As filed with the Securities and Exchange Commission on January 4, 2021
Registration No. 333-194493
Registration No. 333-231256
UNITED STATES
SECURITIES AND EXCHANGE COMMISSION
Washington, D.C. 20549
Post-Effective Amendment No. 1
to
Form S-8 Registration Statement No. 333-194493
Form S-8 Registration Statement No. 333-231256
REGISTRATION STATEMENT
UNDER
THE SECURITIES ACT OF 1933
National General Holdings Corp.
(Exact name of the Registrant as specified in its charter)
Delaware | 27-1046208 | |
(State or other jurisdiction of incorporation or organization) |
(I.R.S. Employer Identification No.) |
59 Maiden Lane, 38th Floor
New York, New York 10038
(Address of principal executive offices, including zip code)
American Capital Acquisition Corporation 2010 Equity Incentive Plan
National General Holdings Corp. 2013 Equity Incentive Plan
National General Holdings Corp. 2019 Omnibus Incentive Plan
(Full title of the plans)
Jeffrey Weissmann
National General Holdings Corp.
59 Maiden Lane, 38th Floor
New York, New York 10038
(212) 380-9500
With a copy to:
Daniel G. Gordon
Vice President, Assistant General Counsel, and Assistant Secretary
The Allstate Corporation
2775 Sanders Road, Suite A2W, Northbrook, Illinois 60062-6127
(847) 402-5000
(Name, address, including zip code, and telephone number,
including area code, of agent for service)
Indicate by check mark whether the registrant is a large accelerated filer, an accelerated filer, a non-accelerated filer, a smaller reporting company, or an emerging growth company. See the definitions of large accelerated filer, accelerated filer, smaller reporting company, and emerging growth company in Rule 12b-2 of the Exchange Act.

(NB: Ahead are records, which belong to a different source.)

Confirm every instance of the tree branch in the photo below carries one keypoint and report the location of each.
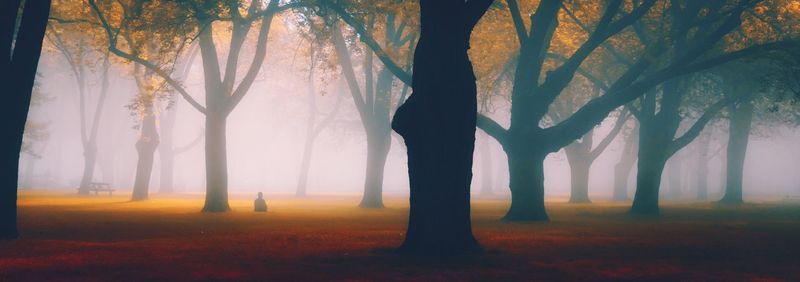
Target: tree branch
(369, 41)
(112, 41)
(492, 128)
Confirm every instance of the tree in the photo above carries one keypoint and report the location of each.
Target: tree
(582, 153)
(622, 170)
(313, 127)
(167, 150)
(659, 139)
(180, 21)
(22, 29)
(77, 47)
(437, 123)
(374, 104)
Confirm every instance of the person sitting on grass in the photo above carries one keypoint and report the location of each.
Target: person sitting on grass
(261, 205)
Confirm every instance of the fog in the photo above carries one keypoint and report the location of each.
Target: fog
(267, 131)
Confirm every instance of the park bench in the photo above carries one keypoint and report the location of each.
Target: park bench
(98, 187)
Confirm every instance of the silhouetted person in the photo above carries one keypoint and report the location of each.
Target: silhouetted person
(260, 204)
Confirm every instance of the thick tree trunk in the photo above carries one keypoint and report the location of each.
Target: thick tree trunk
(648, 177)
(739, 135)
(579, 177)
(17, 74)
(580, 163)
(438, 125)
(146, 148)
(216, 165)
(379, 142)
(527, 188)
(166, 151)
(623, 168)
(378, 145)
(487, 167)
(701, 173)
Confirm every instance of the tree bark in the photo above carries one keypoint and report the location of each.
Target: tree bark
(652, 160)
(580, 163)
(378, 145)
(579, 180)
(526, 181)
(674, 177)
(438, 125)
(379, 142)
(17, 73)
(738, 138)
(622, 169)
(487, 167)
(701, 173)
(166, 151)
(89, 163)
(216, 165)
(146, 148)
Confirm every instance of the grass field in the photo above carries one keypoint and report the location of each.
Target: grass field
(101, 238)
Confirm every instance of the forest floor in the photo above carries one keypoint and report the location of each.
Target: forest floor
(102, 238)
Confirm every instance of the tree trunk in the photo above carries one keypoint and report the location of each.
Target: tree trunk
(166, 151)
(527, 188)
(648, 177)
(487, 167)
(739, 135)
(146, 148)
(305, 165)
(378, 145)
(379, 142)
(674, 175)
(216, 164)
(89, 162)
(701, 173)
(438, 125)
(579, 177)
(167, 174)
(17, 72)
(580, 163)
(622, 169)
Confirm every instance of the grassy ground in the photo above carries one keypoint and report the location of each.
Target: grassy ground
(66, 237)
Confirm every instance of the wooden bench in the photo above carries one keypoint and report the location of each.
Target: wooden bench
(98, 187)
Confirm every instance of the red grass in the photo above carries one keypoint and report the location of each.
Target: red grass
(67, 237)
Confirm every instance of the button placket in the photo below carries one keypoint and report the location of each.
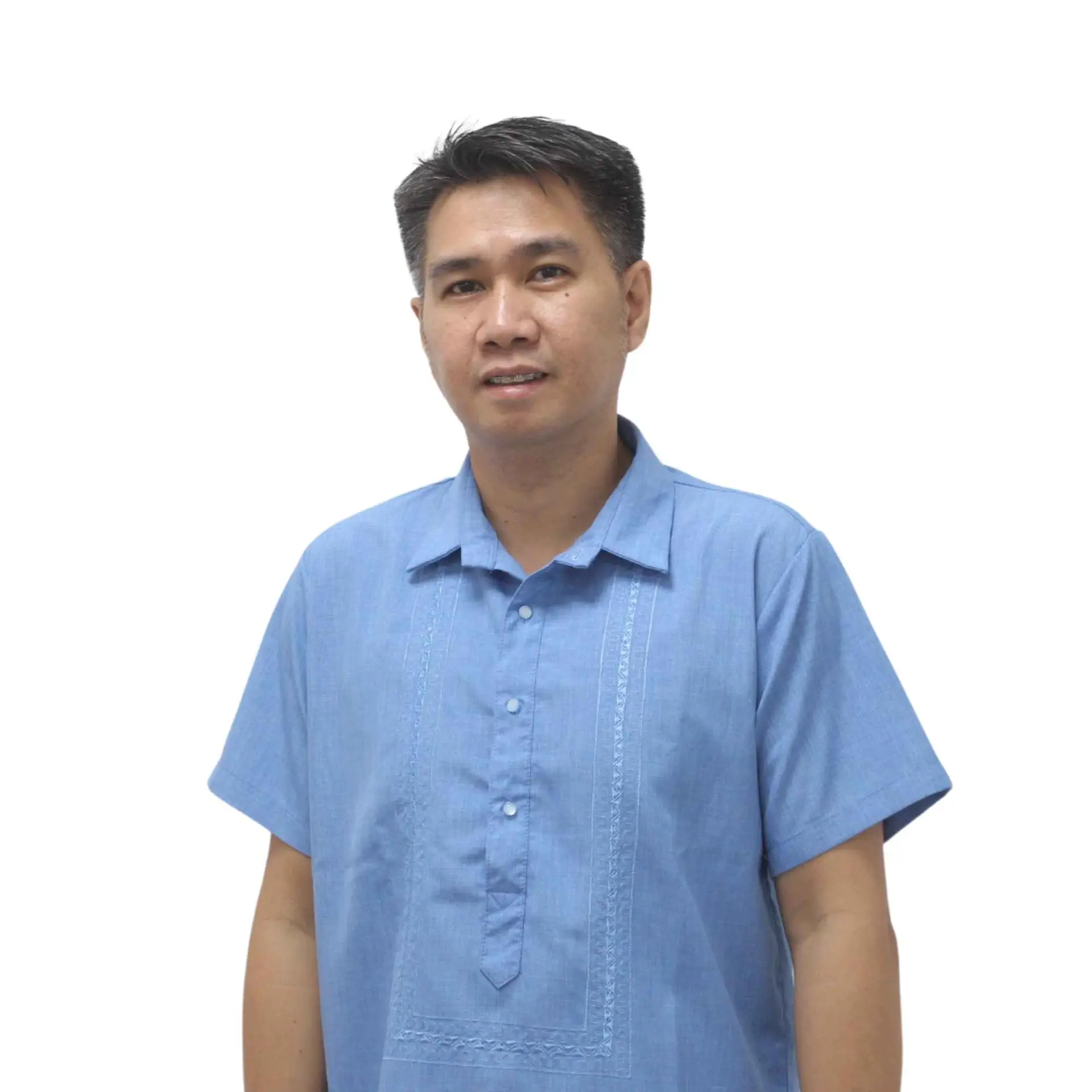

Large accelerated filer | ☒ | Accelerated filer | ☐ | |||
Non-accelerated filer | ☐ | Smaller reporting company | ☐ | |||
Emerging growth company | ☐ |
If an emerging growth company, indicate by check mark if the registrant has elected not to use the extended transition period for complying with any new or revised financial accounting standards provided pursuant to Section 7(a)(2)(B) of the Securities Act. ☐
DEREGISTRATION OF SECURITIES
This Post-Effective Amendment No. 1 relates to the following Registration Statements on Form S-8 (the Registration Statements) filed by National General Holdings Corp., a Delaware corporation (the Company) with the Securities and Exchange Commission :
| Registration No. 333-194493, filed on March 12, 2014 registering (i) 2,250,223 shares of common stock of the Company, $0.01 par value per share (the Common Stock), in connection with the American Capital Acquisition Corporation 2010 Equity Incentive Plan, and (ii) 5,152,977 shares of Common Stock in connection with the National General Holdings Corp. 2013 Equity Incentive Plan. |
| Registration No. 333-231256, filed on May 7, 2019, registering 2,500,000 shares of Common Stock in connection with the National General Holdings Corp. 2019 Omnibus Incentive Plan. |
Pursuant to the Agreement and Plan of Merger, dated as of July 7, 2020 (the Merger Agreement), among The Allstate Corporation, a Delaware corporation (Parent), Bluebird Acquisition Corp., a Delaware corporation and an indirect wholly owned subsidiary of Parent (Merger Sub), and the Company, on January 4, 2021, Merger Sub was merged with and into the Company, with the Company surviving as an indirect wholly owned subsidiary of Parent (the Merger). As a result of the transactions contemplated by the Merger Agreement, the Company has terminated all offerings of its securities pursuant to the Registration Statements and, in accordance with undertakings made by the Company in the Registration Statements to remove from registration by means of a post-effective amendment any of the securities being registered which remain unsold at the termination of the offering, hereby removes and withdraws from registration all securities registered pursuant to the Registration Statements that remain unsold as of the date hereof. The Registration Statements are hereby amended, as appropriate, to reflect the deregistration of such securities.
SIGNATURES
Pursuant to the requirements of the Securities Act of 1933, as amended, the registrant certifies that it has reasonable grounds to believe that it meets all of the requirements for filing on Form S-8 and has duly caused this Post-Effective Amendment No. 1 to the Registration Statements to be signed on its behalf by the undersigned, thereunto duly authorized, in the City of New York, New York, on this 4th day of January, 2021.
National General Holdings Corp. | ||
By: | /s/ Jeffrey Weissman | |
Name: Jeffrey Weissmann | ||
Title: General Counsel and Secretary |
Pursuant to the Rule 478 of the Securities Act of 1933, as amended, no other person is required to sign this Post-Effective Amendment No. 1 to the Registration Statements.